Ariel Sharon, ancien Premier ministre israélien, est mort. Il était plongé dans le coma depuis huit ans après une attaque cérébrale en janvier 2006. Des funérailles nationales sont prévues pour l'ancien général de 85 ans.

L'état de santé de l'ancien Premier ministre s’est brusquement aggravé le 1er janvier. Sharon, victime d’une attaque cérébrale le 4 janvier 2006, était hospitalisé depuis huit ans au centre Shiva de l'hôpital Tel Hashomer près de Tel-Aviv, après la décision de ses fils de le maintenir en vie sous assistance médicale,

Sharon, celui qui promeut les colonies mais aussi qui se retire de la bande de Gaza

Ariel Sharon restera dans l'Histoire comme l'artisan en 1982 de l'invasion du Liban alors qu'il était ministre de la Défense, mais aussi comme le chef de gouvernement israélien qui aura évacué les troupes et les colons de la bande de Gaza en 2005.

Celui qui a participé à toutes les guerres israélo-arabes depuis celle de 1948-1949 après la fondation de l'Etat d'Israël jusqu'à celle du Kippour en 1973 et promu les implantations de colonies juives dans les territoires palestiniens, mais aussi celui qui a créé la surprise en annonçant le retrait unilatéral de l'armée et des colons israéliens de la bande de Gaza en 2005. Personne avant lui n'avait osé démanteler des colonies.
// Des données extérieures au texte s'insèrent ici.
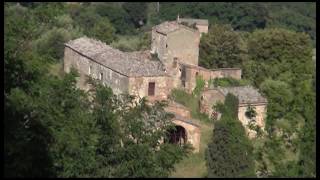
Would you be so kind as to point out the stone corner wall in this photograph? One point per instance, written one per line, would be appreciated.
(193, 134)
(261, 110)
Sharon sera celui qui a fondé un courant centriste avec pour but déclaré de faire avancer la paix avec les Palestiniens et l’homme qui est à l'origine du mur de séparation entre Israël et la Cisjordanie.

De champion de la colonisation, il est parvenu sur le tard à la conclusion qu'Israël devait renoncer à garder tous les territoires conquis durant la guerre de juin 1967 s'il voulait rester un Etat "juif et démocratique".

Mais Ariel Sharon restera dans l’histoire aussi comme le responsable des massacres de Sabra et Chatila au Liban de septembre 1982.

Une commission d'enquête officielle avait conclu à sa responsabilité pour n'avoir ni prévu ni empêché les massacres des camps de réfugiés palestiniens de Sabra et Chatila à Beyrouth en septembre 1982, perpétrés par une milice chrétienne alliée d'Israël. Il avait été contraint à la démission, ce qui ne l'avait pas empêché de devenir Premier ministre en 2001, poste auquel il avait été réélu en 2003.

Des funérailles nationales sont d’ores et déjà annoncées.